# HG changeset patch
# User Tim Ringenbach <marv@pidgin.im>
# Date 1086548782 0
# Node ID 316b1afb5974aae9c6c77bb12d0c3a52c80325b1
# Parent  8054855f2bb9b93363adcac75630e481323a66fa
[gaim-migrate @ 10018]
nosnilmot make autolinkification work even better.
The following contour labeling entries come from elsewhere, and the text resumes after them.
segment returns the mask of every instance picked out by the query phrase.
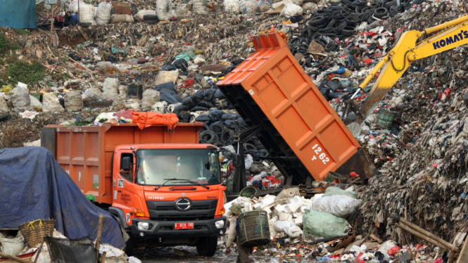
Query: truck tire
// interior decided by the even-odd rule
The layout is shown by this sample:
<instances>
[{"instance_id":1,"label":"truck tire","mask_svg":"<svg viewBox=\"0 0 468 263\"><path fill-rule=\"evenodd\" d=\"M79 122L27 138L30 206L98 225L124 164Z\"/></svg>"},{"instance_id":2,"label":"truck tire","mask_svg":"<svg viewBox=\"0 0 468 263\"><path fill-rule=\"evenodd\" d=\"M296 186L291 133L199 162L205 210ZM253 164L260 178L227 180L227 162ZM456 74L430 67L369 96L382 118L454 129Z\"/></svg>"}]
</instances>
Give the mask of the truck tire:
<instances>
[{"instance_id":1,"label":"truck tire","mask_svg":"<svg viewBox=\"0 0 468 263\"><path fill-rule=\"evenodd\" d=\"M213 257L217 247L217 236L209 236L198 239L196 251L203 257Z\"/></svg>"}]
</instances>

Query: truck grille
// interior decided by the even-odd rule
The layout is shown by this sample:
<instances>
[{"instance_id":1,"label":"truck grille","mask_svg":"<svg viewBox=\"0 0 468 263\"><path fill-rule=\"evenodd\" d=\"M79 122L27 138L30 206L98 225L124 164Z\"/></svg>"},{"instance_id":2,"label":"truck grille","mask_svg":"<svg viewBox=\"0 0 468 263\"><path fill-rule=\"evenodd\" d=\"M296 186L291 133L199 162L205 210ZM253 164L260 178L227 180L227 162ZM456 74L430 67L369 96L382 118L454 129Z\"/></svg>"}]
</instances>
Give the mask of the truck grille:
<instances>
[{"instance_id":1,"label":"truck grille","mask_svg":"<svg viewBox=\"0 0 468 263\"><path fill-rule=\"evenodd\" d=\"M176 201L146 201L149 217L155 221L194 222L215 218L217 200L191 200L186 211L176 209Z\"/></svg>"}]
</instances>

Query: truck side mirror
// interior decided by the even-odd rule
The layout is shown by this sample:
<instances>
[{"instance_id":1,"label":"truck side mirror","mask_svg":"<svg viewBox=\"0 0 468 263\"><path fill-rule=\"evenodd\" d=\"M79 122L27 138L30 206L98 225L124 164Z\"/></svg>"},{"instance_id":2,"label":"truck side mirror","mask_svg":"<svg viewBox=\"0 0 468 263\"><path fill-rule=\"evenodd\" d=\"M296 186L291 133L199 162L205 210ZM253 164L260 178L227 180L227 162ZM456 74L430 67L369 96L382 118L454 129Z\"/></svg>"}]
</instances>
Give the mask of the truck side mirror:
<instances>
[{"instance_id":1,"label":"truck side mirror","mask_svg":"<svg viewBox=\"0 0 468 263\"><path fill-rule=\"evenodd\" d=\"M241 162L244 162L244 158L241 158L241 155L237 153L232 155L232 166L239 167L241 167Z\"/></svg>"},{"instance_id":2,"label":"truck side mirror","mask_svg":"<svg viewBox=\"0 0 468 263\"><path fill-rule=\"evenodd\" d=\"M122 169L128 172L130 170L130 158L124 157L122 158Z\"/></svg>"}]
</instances>

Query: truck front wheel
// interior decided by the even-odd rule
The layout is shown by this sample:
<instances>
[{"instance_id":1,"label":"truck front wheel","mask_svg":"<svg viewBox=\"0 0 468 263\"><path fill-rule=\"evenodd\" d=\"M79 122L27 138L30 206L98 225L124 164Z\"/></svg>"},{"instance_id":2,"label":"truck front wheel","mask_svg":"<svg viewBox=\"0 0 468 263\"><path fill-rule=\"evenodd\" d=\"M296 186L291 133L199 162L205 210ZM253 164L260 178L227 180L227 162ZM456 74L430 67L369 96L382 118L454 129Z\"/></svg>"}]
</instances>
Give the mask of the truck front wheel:
<instances>
[{"instance_id":1,"label":"truck front wheel","mask_svg":"<svg viewBox=\"0 0 468 263\"><path fill-rule=\"evenodd\" d=\"M196 243L196 251L203 257L213 257L216 252L217 236L201 238Z\"/></svg>"}]
</instances>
 This patch improves the way we auto-linkify detected
 URLs and email addresses:

 - if a URL is enclosed in parenthesis eg
 (http://www.google.com/), the closing parenthesis will
 not be included as part of the link

 - email addresses inside parenthesis or <>'s will
 correctly be linked

 - either whitespace or non-ascii characters are
 recognized as boundaries for email addresses, which
 will allow auto linking of email addresses for Chinese
 conversations which don't use whitespace:

 <stu|laptop> wing: you know you mentioned being able to
 auto-linkify email addresses in Chinese text (without
 whitespace), do you want to try
 a patch out for me?
 <wing> stu|laptop: eh, actually i found that gaim cannot
 <stu|laptop> cannot? at all?
 <wing> stu|laptop: it seems so
 stu|laptop> even with this? <link to patch>
 <wing> stu|laptop: i'll check it out then :)
 ... ...
 <wing> stu|laptop: it works perfectly with the patch :)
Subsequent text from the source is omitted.